About a month ago, I made a decision to take an interest in what my dad does for a living. Having been a cabinet maker and sculptor his whole life, the world of wood working was always at my fingertips, but something I never explored. I regret not spending more time with my dad as a kid, or at least taking more of an interest in what he does. With one of his projects on the go back home, I took a month out of my all important life to help my dad build a guest cabin.
Helping my dad build the guest cabin is like helping David Beckham kick a soccer ball. Every move I make or question I ask is a trip, snag or full blown haemorrhage in the plans of the master. My dad is not a sporadic person. The idea of a guest cabin came into existence more than 6 years ago. Due to back pain, long winters, and paid work, the hobby house was constantly being pushed to the back burner. During that time, its finer points were constantly under refinement until now, when all of the speculation becomes a course of action.
The guest cabin is affectionately named “Fort Conger”, after an outpost at the northernmost point of Canada where an expedition of men became stranded and ate each other. Many of the last alive kept rigid journals of their descent into madness before marching off into the snow and dying. After many lengthy explanations, Dad clarifies that the title is mostly used in jest, but the cabin’s theme is pulled from the winters of solitude the men endured there. “Our Fort Conger will be a place of contemplation.”
On top of many structural and artistic decisions, each piece within the house was specifically chosen: a Norwegian stove representing Fridtjof Nansen who lived at Fort Conger, my great-grandfather’s armchair, and the phrase carved by one of the explorers, “Inveniam Viam Aut Faciam” meaning, “Find a Way or Make a Way.” Within the creative vein of my father’s past, the guest cabin has become more than a place for guests to stay, it has become a work of art.
So here I am, a twenty-two year with a diploma in acting and a semester of high school woodworking under my belt as his apprentice. On his turf, with his careful gaze upon my every move, my hands respond like over-inflated water balloons. After two days of doing almost everything wrong, I had to accept that my place was to carry things, move stuff out of his way, and observe.
As a young man, you don’t look at your father much, not unless he’s mad at you. In a desperate fear to build an identity away from our parents, it seems that we overlook them as sources of influence or knowledge in our life.

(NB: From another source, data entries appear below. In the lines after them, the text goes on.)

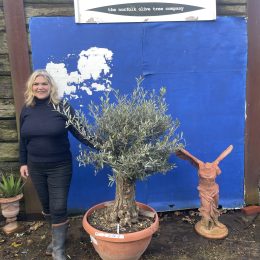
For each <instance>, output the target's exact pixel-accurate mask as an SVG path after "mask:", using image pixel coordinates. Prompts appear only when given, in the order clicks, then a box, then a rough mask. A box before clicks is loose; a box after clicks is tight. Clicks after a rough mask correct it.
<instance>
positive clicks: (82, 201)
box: [30, 17, 247, 211]
mask: <svg viewBox="0 0 260 260" xmlns="http://www.w3.org/2000/svg"><path fill="white" fill-rule="evenodd" d="M30 33H31V43H32V62H33V67H34V69H38V68H45V67H46V65H47V64H48V63H50V62H53V63H64V64H65V67H66V70H67V72H68V73H69V72H72V71H78V67H77V65H78V63H77V62H78V59H79V56H78V55H79V54H80V52H81V51H82V50H87V49H89V48H92V47H98V48H106V49H109V50H110V51H112V52H113V58H112V60H111V62H110V68H111V71H110V74H109V79H110V80H111V82H112V87H113V88H115V89H120V91H121V92H122V93H128V92H130V91H131V90H132V89H133V88H134V87H135V77H137V76H139V75H144V76H145V80H144V83H143V84H144V86H145V87H146V88H150V89H152V88H155V89H159V88H160V87H161V86H165V87H166V88H167V102H168V103H169V113H171V114H172V116H173V117H174V118H176V117H177V118H178V119H179V120H180V122H181V128H180V130H181V131H183V133H184V137H185V140H186V145H187V146H186V149H187V150H188V151H190V152H191V153H192V154H193V155H195V156H196V157H198V158H199V159H200V160H202V161H209V162H211V161H213V160H214V159H216V157H217V156H218V155H219V154H220V153H221V152H222V151H223V150H224V149H226V148H227V147H228V146H229V145H230V144H233V145H234V150H233V151H232V153H231V154H230V155H229V156H228V157H226V158H225V159H224V160H223V161H222V162H221V163H220V168H221V169H222V174H221V175H220V176H219V177H218V178H217V182H218V183H219V185H220V202H219V203H220V204H221V205H222V206H223V207H226V208H235V207H240V206H242V205H243V203H244V131H245V89H246V64H247V31H246V20H245V19H244V18H234V17H221V18H220V17H218V18H217V20H216V21H209V22H165V23H136V24H80V25H79V24H75V23H74V18H73V17H57V18H42V17H41V18H32V19H31V20H30ZM102 73H103V74H104V72H102ZM102 73H101V74H100V79H99V80H101V79H102ZM103 76H104V77H106V76H107V75H103ZM107 77H108V76H107ZM91 80H93V79H91V78H90V79H89V82H90V81H91ZM97 81H98V80H97ZM80 93H81V94H80V95H81V97H80V99H72V100H71V103H72V105H73V106H74V107H75V108H79V105H80V104H82V103H83V104H87V103H88V102H89V101H90V100H94V101H97V100H98V98H99V97H100V95H101V94H102V91H99V92H93V93H92V95H88V94H86V93H82V92H80ZM83 110H85V111H86V108H85V107H83ZM71 143H72V152H73V155H74V157H76V155H77V151H78V142H77V141H76V140H75V139H73V138H71ZM174 160H176V162H177V164H178V168H177V169H176V170H175V171H173V172H170V173H168V174H167V175H161V174H158V175H156V176H153V177H151V178H149V179H148V180H147V181H146V182H142V183H138V184H137V200H139V201H142V202H144V203H148V204H150V205H151V206H153V207H155V208H156V209H157V210H160V211H165V210H172V209H173V210H175V209H185V208H196V207H199V205H200V202H199V197H198V191H197V184H198V177H197V171H196V169H195V168H194V167H193V166H191V165H190V164H189V163H188V162H187V161H182V160H179V159H178V158H174ZM108 171H109V169H107V170H103V171H102V172H100V173H98V174H97V176H94V171H93V168H91V167H87V168H82V167H78V165H77V161H76V160H75V161H74V175H73V180H72V185H71V190H70V196H69V208H70V210H71V211H81V210H85V209H86V208H88V207H90V206H92V205H93V204H96V203H98V202H101V201H104V200H110V199H113V197H114V188H109V187H108V186H107V184H108V180H107V172H108Z"/></svg>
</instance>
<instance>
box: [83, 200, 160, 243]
mask: <svg viewBox="0 0 260 260" xmlns="http://www.w3.org/2000/svg"><path fill="white" fill-rule="evenodd" d="M107 203H109V202H102V203H99V204H96V205H94V206H93V207H91V208H90V209H89V210H88V211H87V212H86V213H85V215H84V217H83V220H82V225H83V227H84V229H85V231H86V232H87V233H88V234H89V235H90V236H91V237H94V238H95V239H99V240H105V241H111V242H121V243H124V242H130V241H136V240H141V239H145V238H147V237H150V236H152V235H153V233H155V232H156V231H157V230H158V228H159V217H158V214H157V212H156V211H155V210H154V209H153V208H152V207H150V206H148V205H146V204H143V203H141V202H136V204H137V205H138V207H141V208H143V209H145V210H148V211H151V212H154V213H155V220H154V223H153V224H152V225H151V226H150V227H148V228H146V229H143V230H141V231H137V232H132V233H120V234H116V233H109V232H106V231H101V230H98V229H96V228H94V227H93V226H91V225H90V224H89V222H88V220H87V218H88V216H89V215H91V214H92V213H93V211H94V210H96V209H99V208H102V207H104V205H105V204H107ZM137 237H139V238H138V239H137Z"/></svg>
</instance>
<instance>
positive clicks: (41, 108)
mask: <svg viewBox="0 0 260 260" xmlns="http://www.w3.org/2000/svg"><path fill="white" fill-rule="evenodd" d="M71 110H72V111H73V109H72V108H71ZM66 119H67V118H66V117H65V116H63V115H62V114H60V113H59V112H57V111H55V110H54V108H53V105H52V104H51V103H49V98H48V99H44V100H40V99H36V98H35V105H34V106H24V107H23V109H22V112H21V116H20V131H21V132H20V135H21V136H20V163H21V165H25V164H27V162H28V161H30V162H34V163H37V162H39V163H45V162H61V161H68V160H71V152H70V143H69V139H68V131H70V132H71V133H72V134H73V136H74V137H76V138H77V139H78V140H79V141H81V142H83V143H85V144H88V145H90V144H89V142H88V141H86V140H84V139H83V137H82V136H81V135H80V134H79V133H78V132H77V131H76V129H75V128H74V127H73V126H69V127H68V128H66V127H65V123H66Z"/></svg>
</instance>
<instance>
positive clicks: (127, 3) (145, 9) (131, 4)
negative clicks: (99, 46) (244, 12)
mask: <svg viewBox="0 0 260 260" xmlns="http://www.w3.org/2000/svg"><path fill="white" fill-rule="evenodd" d="M74 8H75V21H76V23H128V22H129V23H130V22H159V21H194V20H201V21H205V20H215V19H216V0H172V1H167V0H164V1H160V0H159V1H147V0H139V1H138V0H133V1H131V0H130V1H129V0H120V1H119V0H99V1H86V0H74Z"/></svg>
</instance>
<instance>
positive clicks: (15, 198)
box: [0, 193, 23, 204]
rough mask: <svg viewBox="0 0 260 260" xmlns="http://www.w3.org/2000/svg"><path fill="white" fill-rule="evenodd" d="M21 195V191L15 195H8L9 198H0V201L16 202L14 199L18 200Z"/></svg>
mask: <svg viewBox="0 0 260 260" xmlns="http://www.w3.org/2000/svg"><path fill="white" fill-rule="evenodd" d="M22 197H23V193H20V194H18V195H16V196H14V197H10V198H0V203H1V204H5V203H11V202H16V201H18V200H20V199H21V198H22Z"/></svg>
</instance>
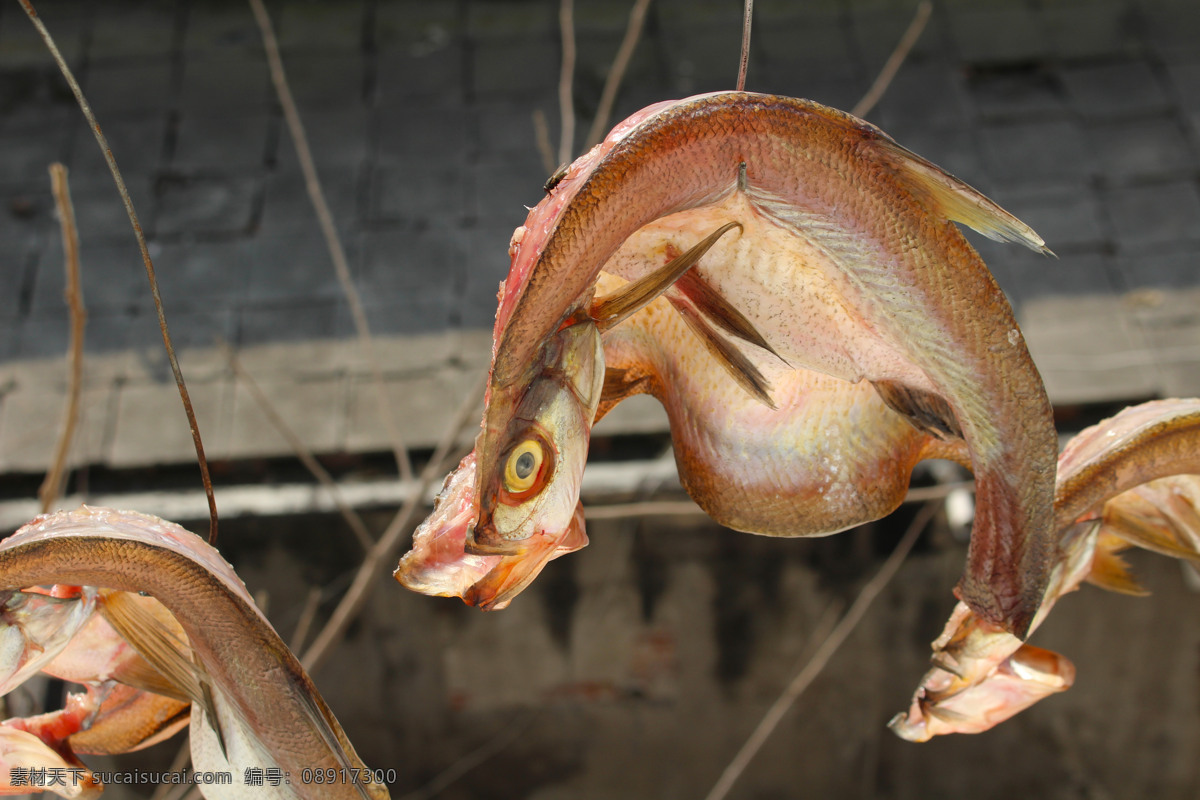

I look at him now: a middle-aged man on 10 acres of property in one of the most beautiful places in world, married to my wonderful mother, doing what he loves and with only one shit-head son to support. Perhaps my youthful ambition to become super rich and famous has blinded me to the subtle things in life.
After every day of working, my dad goes out to the job site to look at the work he has just done. He compliments, reflects on, and revels in a job well done and plans for the day of work to come. He wakes up in the morning and tells of thoughts he had while falling asleep to further improve or build upon the task at hand. He mulls it over at breakfast, lunch and dinner. He discusses the next step from every angle before stepping outside to put it into motion. Obsessive compulsive? Semi-neurotic? Or passionate? Whatever it is, it’s hard to imagine finding something in my life that is as fulfilling and totally my own as this is to him. As I prepare to head back to school for another semester, I can only hope that I find something that makes me slightly as obsessive compulsive, semi-neurotic and passionate as my dad.
Happy Father’s Day Dad, and to all the other quirky fathers out there.